Yo estaba sana de pies a cabeza, hasta que un día, de la nada, mi uña del dedo gordo del pie izquierdo comenzó a ponerse mala. Al principio era una manchita blanca discreta que se limitaba a existir solo en la equina superior izquierda de la uña. En aquel entonces, mi pie era el de una muchacha joven que soportaba el peso de un cuerpo bien cuidado y todavía deseado por algunos hombres.
Aquella manchita blanca resultaba hasta simpática, le añadía a mi cuerpo un aire de exotismo. El problema fue cuando lentamente comenzó a expandirse por el resto de la uña hasta convertirse en una deformidad. El tono mutó de blanco a amarillento con unos toques de morado, y la lámina ungueal se abultó en partes irregulares convirtiéndola en una completa monstruosidad. Recordaba a la carne podrida, pero no olía mal, lo juro.
Cuando esto sucedió, fui a la podóloga inmediatamente, quien después de una serie de revisiones concluyó que el problema era más bien dermatológico y me refirió con un amigo suyo. El dermatólogo en cuestión era un hombre joven y medio guapo a quien jamás vi sonreír por más que yo me esforzaba haciéndome la chistosa. Con el ceño fruncido, no sé si por preocupación o por asco, me pidió que me hiciera tres pruebas para dar con la causa de mi nueva condición monstruosa: un cultivo para descartar hongos, una radiografía para ver si no había un hueso que estuviera mal acomodado, y por lo tanto deformando la uña; y un TAC, para descartar algún tumor, supongo.
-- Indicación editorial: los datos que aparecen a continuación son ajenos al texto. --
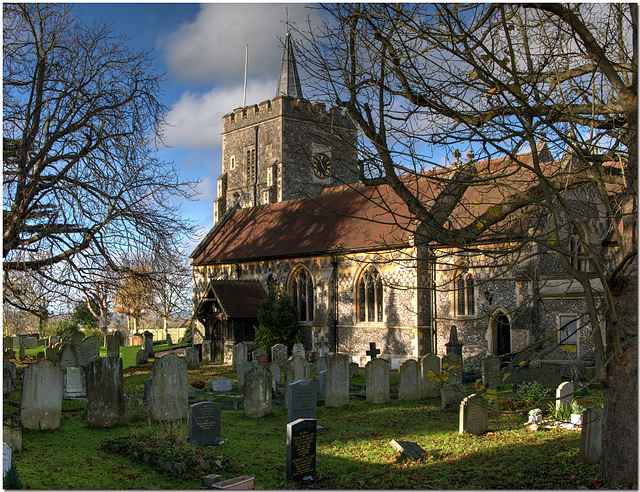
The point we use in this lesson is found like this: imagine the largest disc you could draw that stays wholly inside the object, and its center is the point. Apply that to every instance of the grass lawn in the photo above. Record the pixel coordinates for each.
(352, 453)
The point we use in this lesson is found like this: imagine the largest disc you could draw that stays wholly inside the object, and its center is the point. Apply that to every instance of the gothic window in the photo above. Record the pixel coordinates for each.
(370, 296)
(301, 292)
(464, 290)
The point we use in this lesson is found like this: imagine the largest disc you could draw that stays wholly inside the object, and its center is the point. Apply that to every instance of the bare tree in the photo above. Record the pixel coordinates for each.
(422, 79)
(81, 117)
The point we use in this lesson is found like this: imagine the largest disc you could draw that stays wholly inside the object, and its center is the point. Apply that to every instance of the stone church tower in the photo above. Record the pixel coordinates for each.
(285, 148)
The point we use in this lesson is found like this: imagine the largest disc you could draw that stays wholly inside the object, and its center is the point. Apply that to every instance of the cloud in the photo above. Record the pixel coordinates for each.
(195, 121)
(212, 47)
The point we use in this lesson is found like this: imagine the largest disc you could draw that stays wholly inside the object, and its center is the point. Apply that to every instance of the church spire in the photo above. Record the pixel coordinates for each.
(289, 81)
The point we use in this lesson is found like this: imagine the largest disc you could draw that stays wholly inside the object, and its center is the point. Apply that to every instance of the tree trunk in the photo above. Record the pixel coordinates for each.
(619, 462)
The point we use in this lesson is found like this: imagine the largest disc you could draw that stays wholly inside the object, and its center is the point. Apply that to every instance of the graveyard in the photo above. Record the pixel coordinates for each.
(372, 429)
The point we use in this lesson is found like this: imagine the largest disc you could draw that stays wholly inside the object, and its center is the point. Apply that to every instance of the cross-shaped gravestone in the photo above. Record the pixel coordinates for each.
(373, 351)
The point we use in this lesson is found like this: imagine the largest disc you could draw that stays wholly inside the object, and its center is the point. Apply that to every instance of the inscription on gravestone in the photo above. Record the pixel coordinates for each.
(204, 423)
(301, 449)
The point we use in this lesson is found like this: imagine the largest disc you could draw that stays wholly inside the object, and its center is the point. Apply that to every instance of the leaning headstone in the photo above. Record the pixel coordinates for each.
(74, 382)
(105, 392)
(303, 399)
(298, 349)
(491, 377)
(141, 357)
(296, 368)
(170, 398)
(474, 415)
(564, 396)
(301, 449)
(204, 423)
(409, 450)
(591, 436)
(220, 384)
(257, 392)
(191, 356)
(240, 355)
(279, 353)
(377, 381)
(113, 347)
(337, 386)
(429, 369)
(41, 400)
(409, 381)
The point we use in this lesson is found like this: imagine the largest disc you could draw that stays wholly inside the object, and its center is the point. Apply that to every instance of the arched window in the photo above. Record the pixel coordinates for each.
(301, 292)
(370, 296)
(464, 286)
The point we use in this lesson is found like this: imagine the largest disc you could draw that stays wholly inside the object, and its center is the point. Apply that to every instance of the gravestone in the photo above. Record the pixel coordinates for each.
(491, 377)
(257, 392)
(429, 368)
(241, 369)
(113, 347)
(74, 382)
(220, 384)
(67, 356)
(279, 353)
(105, 392)
(204, 423)
(239, 355)
(474, 416)
(170, 398)
(377, 381)
(564, 396)
(191, 356)
(303, 399)
(322, 384)
(298, 349)
(409, 381)
(337, 385)
(301, 449)
(41, 400)
(148, 343)
(591, 436)
(296, 368)
(141, 357)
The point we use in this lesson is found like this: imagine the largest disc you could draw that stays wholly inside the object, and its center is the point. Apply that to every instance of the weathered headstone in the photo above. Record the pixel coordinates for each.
(474, 415)
(191, 356)
(220, 384)
(141, 357)
(41, 400)
(257, 392)
(429, 368)
(564, 396)
(409, 381)
(105, 392)
(279, 353)
(296, 368)
(74, 382)
(298, 349)
(337, 385)
(303, 399)
(591, 436)
(301, 449)
(204, 423)
(240, 355)
(377, 381)
(170, 398)
(491, 377)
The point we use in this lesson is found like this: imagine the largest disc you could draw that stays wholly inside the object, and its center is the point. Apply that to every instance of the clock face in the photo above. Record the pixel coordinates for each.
(321, 166)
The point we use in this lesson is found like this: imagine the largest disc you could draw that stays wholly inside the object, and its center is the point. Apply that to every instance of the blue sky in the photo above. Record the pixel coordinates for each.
(201, 50)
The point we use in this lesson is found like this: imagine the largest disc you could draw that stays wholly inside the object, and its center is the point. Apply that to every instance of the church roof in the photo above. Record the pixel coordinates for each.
(289, 81)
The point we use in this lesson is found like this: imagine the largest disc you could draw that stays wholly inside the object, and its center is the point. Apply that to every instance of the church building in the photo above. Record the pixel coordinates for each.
(355, 263)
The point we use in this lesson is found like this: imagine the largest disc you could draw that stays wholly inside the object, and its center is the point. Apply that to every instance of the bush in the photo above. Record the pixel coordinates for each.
(278, 320)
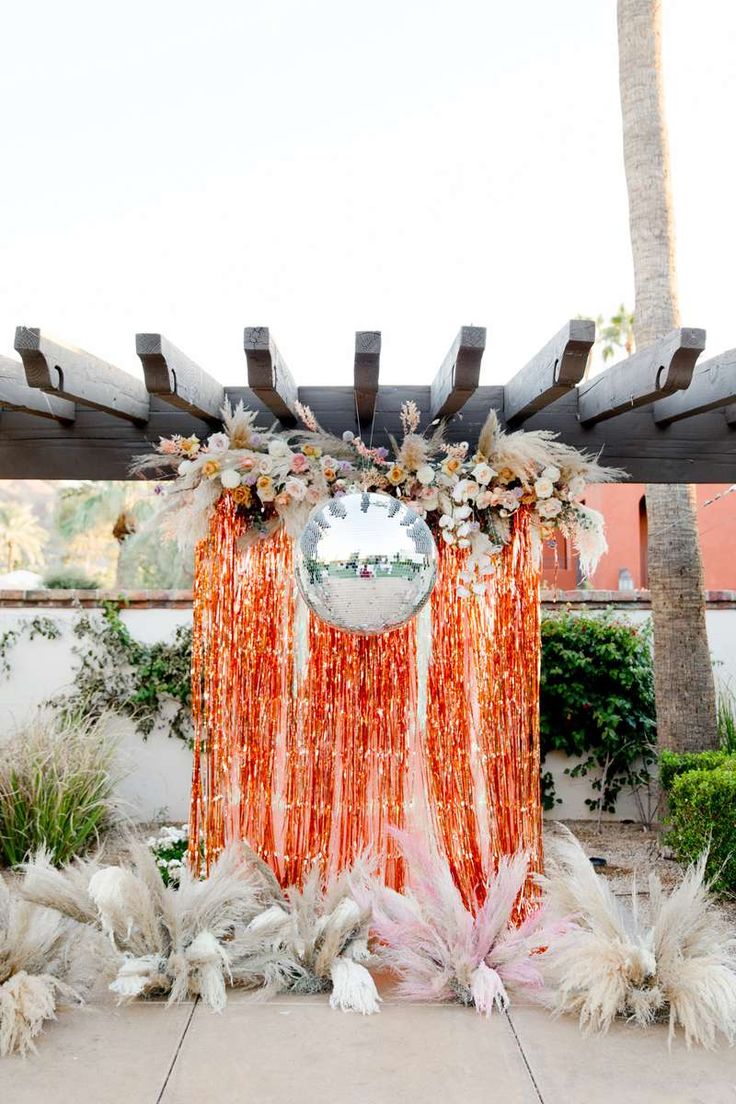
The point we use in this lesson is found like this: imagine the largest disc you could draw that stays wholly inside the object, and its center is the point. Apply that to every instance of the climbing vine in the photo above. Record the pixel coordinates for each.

Los tres resultados arrojaron lo mismo: no tenía nada. No había causa de mi efecto. A partir de ese momento estaba condenada a vivir con una uña fea. Ser de esas personas sin autoconciencia que andan por la vida en chanclas dando asco al resto del mundo. “En realidad esa uña no sirve para nada” me dijo el doctor resignado antes de recetarme una pomada que desintegraría la uña por completo con la esperanza de que cuando volviera a nacer, lo hiciera correctamente, cosa que tampoco funcionó.
Por supuesto que consulté a otros doctores y pedí otras opiniones, pero todos llegaron a la misma conclusión: no había causa y no había cura. Así que decidí olvidarme del asunto, cubrir mis pies con calcetines, aunque estuviéramos a cuarenta grados, proteger al mundo de mi monstruosidad y viceversa.
Pasé así años, mis dedos no habían vuelto a ver la luz del sol y yo no había vuelto a pensar en ellos, hasta que un día que estaba en casa sin hacer nada, decidí ponerme unos tacones para recordar con nostalgia aquellos tiempos en los que podía ser ese tipo de mujer. Eran unos tacones de aguja altísimos que dejaban ver los pies casi completamente desnudos, una obscenidad.
Si entrecerraba los ojos podía ignorar el dedo malo y me veía hermosa. Envalentonada por mi propia sensualidad agarré la cámara y le tomé unas fotos a mi pie izquierdo. Comencé con los zapatos puestos, luego me los desabroché, hasta que descaradamente me los quité por completo. Las últimas fotos eran un acercamiento morboso a la uña del dedo gordo, que por haber estado tanto tiempo escondida bajo un calcetín, estaba lleno de pelos que ya no me importaba rasurar.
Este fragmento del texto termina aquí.